Actually, speed is relevant as it also relates to latency. Whilst slow wide ram will have the same throughput as thin fast ram, if you have less data to process as with 1080p vs higher resolutions, the bus width is less of an advantage, so processing thinner widths faster means your actual latency and throughput is better with the faster ram.

With memory running at 500mhz, each access takes a minimum of 2ms... With memory running at 6000mhz each access takes 0.16ms, so yeah where you need high throughput they even out, but at lower throughput levels gddr has a clear advantage.

This is likely why AMD talk about better memory management being needed with hbm, as they need to rework the memory loads to try to maximise the data being read each pass and minimise the number of calls

+1

You worded it a lot better than me.

Gibbo also said that clockspeed was important the other day.
 
Actually, speed is relevant as it also relates to latency. Whilst slow wide ram will have the same throughput as thin fast ram, if you have less data to process as with 1080p vs higher resolutions, the bus width is less of an advantage, so processing thinner widths faster means your actual latency and throughput is better with the faster ram.

With memory running at 500mhz, each access takes a minimum of 2ms... With memory running at 6000mhz each access takes 0.16ms, so yeah where you need high throughput they even out, but at lower throughput levels gddr has a clear advantage.

This is likely why AMD talk about better memory management being needed with hbm, as they need to rework the memory loads to try to maximise the data being read each pass and minimise the number of calls


The memory latency does not work like that. The chip read latency Is constant regardless of the interface clock frequency. Latency is measured in clock cycles, it is why ddr4 has higher latency measurements than ddr3. And the memory cells being used are no different to those in ddr5, just they are stacked etc.

Plus as I showed, the 1080p performance is fine when using mantle so the low 1080p performance is being caused elsewhere than the HBM.

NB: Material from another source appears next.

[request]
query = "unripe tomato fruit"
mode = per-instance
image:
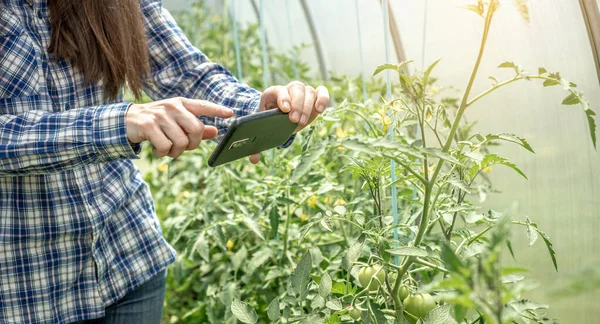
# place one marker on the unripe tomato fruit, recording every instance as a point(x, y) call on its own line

I thought about it last night and I think the cause is 'Over aggressive memory management' in the driver. The memory managment is in the game for thief in mantle mode so will not be affected by amds driver memory management, causing lower res performance to tank.

If you look at game memory usage at lower resolutions, such as in gregs Pcars video, the FX is using half the ram of the TX yet there is plenty off memory to use.